The candidates were asked questions about health care, the $8 trillion federal deficit, stimulating manufacturing jobs in upstate New York.”This country is off course, and we need to change the direction it is headed,” Massa said.
Kuhl said he supported our efforts in Iraq.
“I firmly believe this is a war on terror, against terrorists, and we need to fight this on their shores rather than ours,” he said.
From the opening statement to the last word, it was Eric “Look at the World” Massa vs. Randy “Look at the District” Kuhl. After subtly pointing out that the Mayor of Canandaigua was a supporter, Massa began by saying that the election was about staying the course or changing course. Kuhl began with a recitation of his local boy resume peppered with a few Canandaigua references.

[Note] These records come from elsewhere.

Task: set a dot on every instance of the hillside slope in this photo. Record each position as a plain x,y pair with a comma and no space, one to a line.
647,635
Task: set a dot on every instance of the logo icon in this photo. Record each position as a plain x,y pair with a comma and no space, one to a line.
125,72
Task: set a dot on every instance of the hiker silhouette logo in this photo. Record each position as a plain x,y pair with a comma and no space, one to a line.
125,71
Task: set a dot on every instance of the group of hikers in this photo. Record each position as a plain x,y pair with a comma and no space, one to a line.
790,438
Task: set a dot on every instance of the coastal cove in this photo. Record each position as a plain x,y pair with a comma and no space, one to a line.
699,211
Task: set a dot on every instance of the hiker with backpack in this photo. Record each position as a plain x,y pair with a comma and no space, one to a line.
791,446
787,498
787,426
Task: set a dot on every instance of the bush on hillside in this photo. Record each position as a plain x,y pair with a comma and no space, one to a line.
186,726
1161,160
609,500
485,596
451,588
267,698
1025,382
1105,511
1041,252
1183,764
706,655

Finally, and not one moment too soon, it was time for closing remarks. Massa repeated the stay the course vs. change argument, and pointed very gently in the direction of l’affair Foley: “Absolute power corrupts absolutely” and “headlines we don’t want to explain to our children”. Nothing direct. He got a round of applause from his supporters, who had packed the room.
[Kuhl] Then, for the first time of the day, he showed what a total minefield this election has become for a Republican incumbent. He started listing accomplishments and mentioned the response to Katrina as one of them, which got a guffaw from the Massa supporters in the audience. Kuhl pointed out the amount of money that Congress had appropriated, and how quickly it had been done, apparently oblivious that the real issue wasn’t the money available, but how it was spent. Overall, though, the theme of his summary was that he went to Washington to represent and to change things, not to make friends. He’s country, not DC.